Even the sheikhs and other experts who have criticised the MCCA products have been unable to articulate an alternative that meets the expectations of the community AND the legal/regulatory requirements of the state.

#9 Mohammed on 11.27.08 at 2:32 am

Brother Chaaban,

Thank you for your reply. It’s refreshing to see open communication from an official source, defensive though it may be.

I understand your points, and I accept that what MCCA is doing is incredibly difficult. They deserve credit for their efforts and achievements to date, and their path to dual compliance is yet a long one. I will take all of this into account from now on.

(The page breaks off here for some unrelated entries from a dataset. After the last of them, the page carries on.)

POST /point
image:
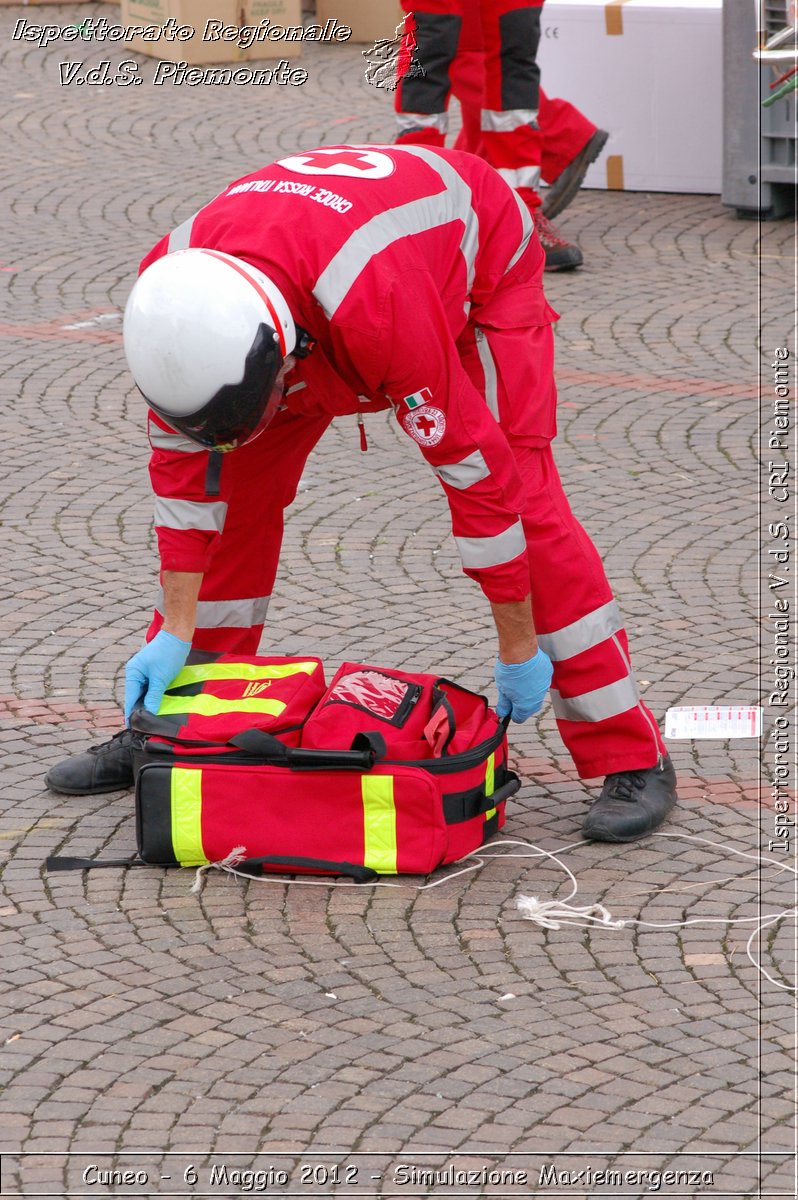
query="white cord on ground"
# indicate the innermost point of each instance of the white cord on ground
(550, 913)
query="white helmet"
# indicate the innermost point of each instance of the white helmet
(205, 339)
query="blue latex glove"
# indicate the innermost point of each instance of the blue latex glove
(522, 687)
(149, 673)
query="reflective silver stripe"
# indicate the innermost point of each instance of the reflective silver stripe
(582, 634)
(407, 123)
(520, 177)
(507, 120)
(427, 213)
(598, 705)
(466, 472)
(527, 227)
(190, 514)
(227, 613)
(489, 370)
(165, 439)
(480, 552)
(180, 238)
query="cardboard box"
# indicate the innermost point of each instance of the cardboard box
(651, 73)
(275, 15)
(367, 19)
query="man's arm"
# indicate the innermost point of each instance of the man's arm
(515, 630)
(180, 594)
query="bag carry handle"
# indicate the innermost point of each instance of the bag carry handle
(503, 793)
(354, 870)
(265, 745)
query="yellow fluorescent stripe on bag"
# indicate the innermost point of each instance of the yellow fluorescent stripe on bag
(490, 781)
(203, 672)
(214, 706)
(186, 816)
(379, 823)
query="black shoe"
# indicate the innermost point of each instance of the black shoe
(568, 183)
(633, 803)
(561, 255)
(103, 768)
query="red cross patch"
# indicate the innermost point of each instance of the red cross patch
(352, 161)
(427, 425)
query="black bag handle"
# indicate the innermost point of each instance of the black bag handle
(265, 745)
(354, 870)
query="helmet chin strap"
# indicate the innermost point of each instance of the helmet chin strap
(305, 343)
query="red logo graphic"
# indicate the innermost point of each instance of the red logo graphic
(379, 694)
(427, 425)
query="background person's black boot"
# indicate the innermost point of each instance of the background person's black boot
(633, 803)
(568, 183)
(561, 253)
(102, 768)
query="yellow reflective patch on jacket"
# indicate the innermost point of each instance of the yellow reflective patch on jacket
(186, 816)
(379, 823)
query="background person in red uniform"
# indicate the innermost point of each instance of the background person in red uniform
(354, 277)
(485, 52)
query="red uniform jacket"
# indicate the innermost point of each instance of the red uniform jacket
(388, 256)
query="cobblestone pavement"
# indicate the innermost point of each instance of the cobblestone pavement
(395, 1024)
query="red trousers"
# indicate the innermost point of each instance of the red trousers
(601, 719)
(484, 52)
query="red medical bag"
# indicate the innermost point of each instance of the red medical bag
(383, 772)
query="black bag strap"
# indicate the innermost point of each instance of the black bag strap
(64, 863)
(258, 867)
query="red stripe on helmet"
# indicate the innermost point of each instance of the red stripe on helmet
(276, 322)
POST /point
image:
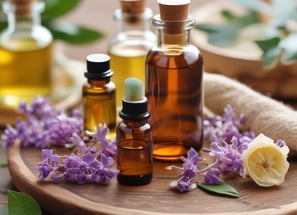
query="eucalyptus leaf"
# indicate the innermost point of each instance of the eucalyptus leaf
(58, 8)
(289, 47)
(221, 189)
(227, 33)
(22, 204)
(255, 5)
(271, 50)
(3, 209)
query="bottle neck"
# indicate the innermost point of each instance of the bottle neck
(173, 33)
(133, 22)
(23, 16)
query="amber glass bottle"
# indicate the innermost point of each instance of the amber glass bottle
(130, 45)
(174, 84)
(134, 137)
(99, 94)
(25, 54)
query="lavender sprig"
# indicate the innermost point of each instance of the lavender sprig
(43, 126)
(228, 142)
(89, 164)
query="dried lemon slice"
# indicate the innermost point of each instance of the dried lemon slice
(265, 162)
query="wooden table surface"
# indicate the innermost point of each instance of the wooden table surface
(96, 14)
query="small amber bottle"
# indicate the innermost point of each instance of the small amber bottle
(134, 137)
(174, 70)
(99, 94)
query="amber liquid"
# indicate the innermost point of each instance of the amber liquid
(99, 106)
(127, 60)
(134, 158)
(174, 92)
(25, 72)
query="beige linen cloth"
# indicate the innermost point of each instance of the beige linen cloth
(264, 115)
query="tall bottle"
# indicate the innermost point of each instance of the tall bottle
(174, 70)
(130, 45)
(99, 94)
(134, 137)
(26, 54)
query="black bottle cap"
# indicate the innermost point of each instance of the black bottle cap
(98, 66)
(134, 104)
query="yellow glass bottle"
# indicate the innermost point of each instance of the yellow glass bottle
(130, 45)
(174, 70)
(99, 94)
(26, 54)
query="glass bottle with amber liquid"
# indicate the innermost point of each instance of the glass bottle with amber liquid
(98, 95)
(26, 54)
(174, 70)
(134, 137)
(130, 45)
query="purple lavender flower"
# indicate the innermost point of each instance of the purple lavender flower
(89, 164)
(228, 141)
(44, 126)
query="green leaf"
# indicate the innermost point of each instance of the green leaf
(227, 33)
(22, 204)
(255, 5)
(3, 209)
(73, 34)
(57, 8)
(289, 47)
(271, 51)
(221, 189)
(268, 44)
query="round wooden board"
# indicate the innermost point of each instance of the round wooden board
(155, 198)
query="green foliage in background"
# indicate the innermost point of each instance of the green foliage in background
(68, 32)
(279, 42)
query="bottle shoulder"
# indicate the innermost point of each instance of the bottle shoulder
(190, 53)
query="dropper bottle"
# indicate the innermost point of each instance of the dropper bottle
(134, 137)
(99, 94)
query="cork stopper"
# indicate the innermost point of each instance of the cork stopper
(174, 13)
(23, 7)
(132, 6)
(174, 10)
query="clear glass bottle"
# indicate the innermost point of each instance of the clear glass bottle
(130, 45)
(174, 70)
(99, 94)
(134, 138)
(26, 54)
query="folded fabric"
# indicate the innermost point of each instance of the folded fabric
(264, 114)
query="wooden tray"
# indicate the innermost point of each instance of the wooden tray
(155, 198)
(68, 80)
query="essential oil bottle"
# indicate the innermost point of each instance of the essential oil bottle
(130, 45)
(99, 94)
(134, 137)
(25, 54)
(174, 70)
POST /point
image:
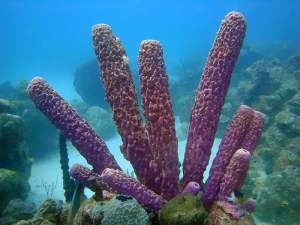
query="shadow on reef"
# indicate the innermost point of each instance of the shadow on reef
(152, 147)
(274, 176)
(15, 161)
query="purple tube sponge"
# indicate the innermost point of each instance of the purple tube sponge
(127, 185)
(65, 118)
(231, 141)
(120, 93)
(249, 205)
(210, 95)
(160, 122)
(235, 174)
(192, 187)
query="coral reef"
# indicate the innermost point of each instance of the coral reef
(50, 212)
(152, 148)
(33, 121)
(273, 178)
(16, 210)
(184, 209)
(15, 161)
(118, 211)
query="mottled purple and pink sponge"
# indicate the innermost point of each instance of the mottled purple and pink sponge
(151, 146)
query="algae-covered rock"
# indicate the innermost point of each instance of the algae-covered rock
(50, 210)
(218, 217)
(49, 213)
(13, 153)
(121, 210)
(184, 209)
(11, 186)
(11, 130)
(16, 210)
(6, 106)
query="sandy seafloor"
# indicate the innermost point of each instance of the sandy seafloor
(48, 173)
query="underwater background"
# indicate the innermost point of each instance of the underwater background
(53, 39)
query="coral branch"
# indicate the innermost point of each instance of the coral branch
(65, 118)
(127, 185)
(120, 92)
(231, 141)
(235, 173)
(160, 122)
(211, 94)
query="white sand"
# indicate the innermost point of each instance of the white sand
(46, 175)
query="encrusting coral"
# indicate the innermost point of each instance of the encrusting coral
(152, 148)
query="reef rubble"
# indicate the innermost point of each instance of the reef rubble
(151, 147)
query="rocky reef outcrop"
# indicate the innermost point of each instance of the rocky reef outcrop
(15, 160)
(152, 148)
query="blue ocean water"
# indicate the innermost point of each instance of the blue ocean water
(52, 38)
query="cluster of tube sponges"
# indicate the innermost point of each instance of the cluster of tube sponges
(151, 147)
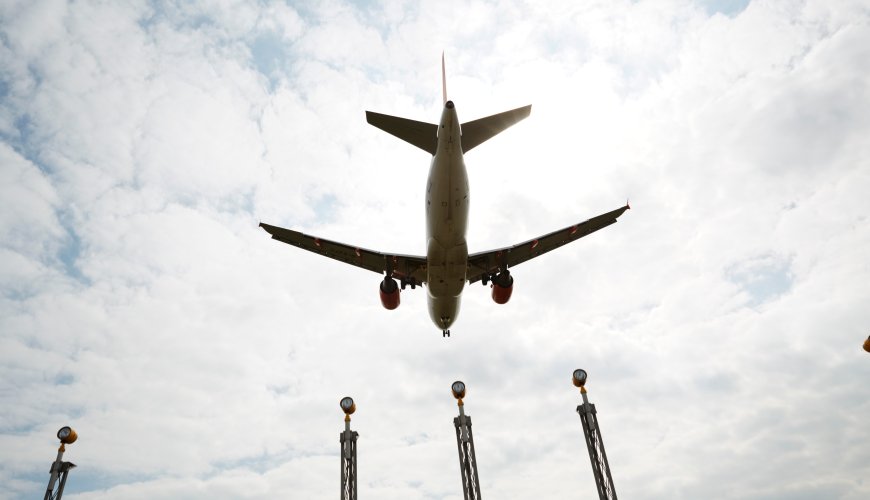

Unfortunately, that doesn’t change much about the present. I don’t claim to speak on behalf of 7,500 people, but every shareholder I know has echoed my frustration with MCCA’s services. Most of us are just not impressed, and our patience and support are giving way to cynicism and defection.

I hope for the community’s sake that I am delusional, and that things will turn out just fine in due time.

Finally, I did offer suggestions in my post to the best of my ability. I am neither a financial expert nor a shariah one, just like your average shareholder. If I take the time to research these issues, others will not. It is up to MCCA to lay things out openly and transparently so we can all get on the same page.

And thanks for the invitation for scrutiny. I plan to take it on board, and I hope others do too.

#10 Chaaban Omran on 12.20.08 at 10:50 pm

Dear Br Mohammed
Assalam walaikum and Eid Mubarak for Eid Al-Adha that just past!

My article wasn’t meant to be defensive and for this I do apologise. Our current generation needs to be as professional as possible to leave behind a good image for those whom we lead. The reality is that we don’t always get it right but this opens opportunities for us to learn from and move forward.

The new MCCA vision has now been developed and our community should be excited about the new path. New blood and ideas brings about new hope inshallah and the new team is making good progress. The new MCCA is reforming, bringing Imams along the journey, developing new products and continuing to invest in good lawyers and partners – this is part of the new growth strategy.

In the meantime I invite you or anyone who is able to articulate their concerns and ideas for a better MCCA for future generations. Afterall, what alternatives is there for our children except banks (la ya3oothoo billah). The path to halal means it is often difficult and challenging and the path to haram filled with ease and temptations.

In the short-term we are now relaunching our internal product – “Murabahah” which is back after huge demand – naturally there will be waiting list. An official announcement will be made in the new year inshallah.

I invite anyone wanting to be a part of this exciting future to become a member and to meet with me to share the boards vision of a new MCCA for all Australians and not just Australian Muslims.

JazzakAllah Kheir for your continued support as a shareholder and feel strongly that one day you will be proud to have been associated with such a vital institution.

We Ask Allah swt to give success to His Deen, the Ummah and Humanity. Ameen.
Wassallams
Chaaban Omran
Managing Director
MCCA Ltd
Est 1989.
[email protected]

#11 Mohammed on 01.07.09 at 4:30 pm

wa alaykum assalam brother Chaaban,

JazakAllah khayr for your eloquent and inspirational reply. May Allah give MCCA tawfiq to reach its objectives.

Mohammed

#12 antish on 01.09.09 at 9:14 pm

Aussie, I assume that you are Muslim, so surely you wouldn’t make your decision between a shaia-compliant “leaser” and the Commonwealth Bank based of which offers better value!